The conference examined the sharp increase in the amount of foreign loans, securities and other liabilities incurred by private companies and financial institutions between 2002 and 2007 - the ‘boom period’ - and looked at how policy-makers can better monitor corporate cross-border lending.
“Private sector external debt, especially in developing countries like Zambia, has significantly grown over the past few years,” said Alice Konga, a senior economist at the Bank of Zambia, during the conference.
“For our country, the short-term debt capturing and monitoring has not been sufficiently recorded, and I am hoping I can [learn from] other countries which are doing it more consistently.”
Total debt flows to corporations in developing countries rose from US$81 billion in 2002 to US$423 billion in 2008, while the proportion of private debt out of total external debt rose from 12 per cent in 1991 to approximately 50 per cent in 2008.
The sharp rise in corporate cross-border lending is a “recipe for possible crises in the future”, according to Walton Gilpin, Debt Management Adviser at the Commonwealth Secretariat. “This needs to be closely monitored with appropriate macroeconomic policies and monitoring frameworks,” he said.
“The fact that the private sector has acquired so much more debt in the past five or six years brings to the fore the need to monitor such flows.”

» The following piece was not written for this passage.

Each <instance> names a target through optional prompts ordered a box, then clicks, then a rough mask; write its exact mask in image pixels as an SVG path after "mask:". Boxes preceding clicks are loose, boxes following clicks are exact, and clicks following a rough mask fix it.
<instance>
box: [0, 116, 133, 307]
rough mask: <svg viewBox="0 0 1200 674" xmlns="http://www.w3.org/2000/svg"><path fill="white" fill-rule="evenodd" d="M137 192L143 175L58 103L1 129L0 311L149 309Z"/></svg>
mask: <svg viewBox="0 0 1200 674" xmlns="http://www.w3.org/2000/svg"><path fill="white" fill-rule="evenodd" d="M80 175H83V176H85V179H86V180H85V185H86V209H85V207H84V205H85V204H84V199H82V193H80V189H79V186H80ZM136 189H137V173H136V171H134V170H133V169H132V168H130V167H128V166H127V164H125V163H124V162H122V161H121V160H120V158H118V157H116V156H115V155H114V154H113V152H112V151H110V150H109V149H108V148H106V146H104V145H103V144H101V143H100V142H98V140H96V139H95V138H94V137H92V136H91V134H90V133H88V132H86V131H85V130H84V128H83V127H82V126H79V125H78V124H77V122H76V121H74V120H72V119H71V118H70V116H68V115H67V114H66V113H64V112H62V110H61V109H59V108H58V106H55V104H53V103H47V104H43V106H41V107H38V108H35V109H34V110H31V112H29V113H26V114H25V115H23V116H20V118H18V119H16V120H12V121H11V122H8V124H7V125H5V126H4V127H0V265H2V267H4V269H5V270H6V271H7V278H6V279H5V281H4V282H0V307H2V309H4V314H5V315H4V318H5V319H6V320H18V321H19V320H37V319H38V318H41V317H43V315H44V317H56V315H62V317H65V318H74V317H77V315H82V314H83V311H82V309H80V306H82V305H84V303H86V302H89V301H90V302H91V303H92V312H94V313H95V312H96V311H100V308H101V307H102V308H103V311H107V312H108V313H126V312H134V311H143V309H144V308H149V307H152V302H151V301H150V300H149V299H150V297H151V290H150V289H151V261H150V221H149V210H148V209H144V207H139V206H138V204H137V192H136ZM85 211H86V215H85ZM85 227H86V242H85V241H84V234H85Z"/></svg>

Over the course of the two-day programme, participants from 17 countries looked at the institutional arrangements, policy issues and regulatory frameworks required to manage and monitor private sector external debt. Sessions covered the need for more robust information management systems to assist countries in recording data.
- Short-term liabilities make up a growing proportion of total private sector external debt - doubling from 12 per cent in the late 1980s to 25 per cent by 2008.
- The bulk of debt flows to developing countries emanates from cross-border bank lending.
The conference, which was attended by officials from the World Bank, the International Monetary Fund, the Bank of International Settlements, and the United Nations Conference on Trade and Development, involved presentations from countries as diverse as India and Botswana as well as non-Commonwealth states such as Thailand and Mexico.
A set of practical guidelines for countries dealing with the issue of external private sector debt is set to be produced and distributed by the Secretariat following the conference, which was held at Marlborough House in London, UK, on 17–18 September 2009.
Wasswa Kajubi, Director of Statistics at the Bank of Uganda, speaking after one of the sessions, acknowledged that private companies’ ability to access foreign debt has presented “challenges” for developing countries such as Uganda.

“As a central bank we are concerned about private sector debt becoming [unsustainable] in the long run,” he said. “The increased connectivity of the Uganda economic market exposes the economy to shocks from the international markets.”
Hannatu Suleiman, External Debt Team Leader at the Debt Management Office in Nigeria, agreed that it is important to “keep a tab” on private sector debt, adding that the conference had been “very useful”.
Ms Suleiman said she was glad to learn from the experiences of countries such as Zambia, Mexico and Thailand. “I hope that when we go back we will be able to try to do it the way they have done it,” she commented.
Ransford Smith, Deputy Secretary-General of the Commonwealth, addressing the participants on the opening day, said: “[The Secretariat] considers this seminar very timely not only because it will address an issue of growing importance, but also because it addresses the need for a comprehensive and robust computerised system to comprehensively record such debt liabilities.
“Countries need to put in place appropriate institutional arrangements to capture debt flows contracted by the private sector and also to record and monitor trends in short-term external debt.”
Capturing, recording and monitoring the private sector external debt has become as important as public external debt it like a time bomb and its already ticking, the earlier the better.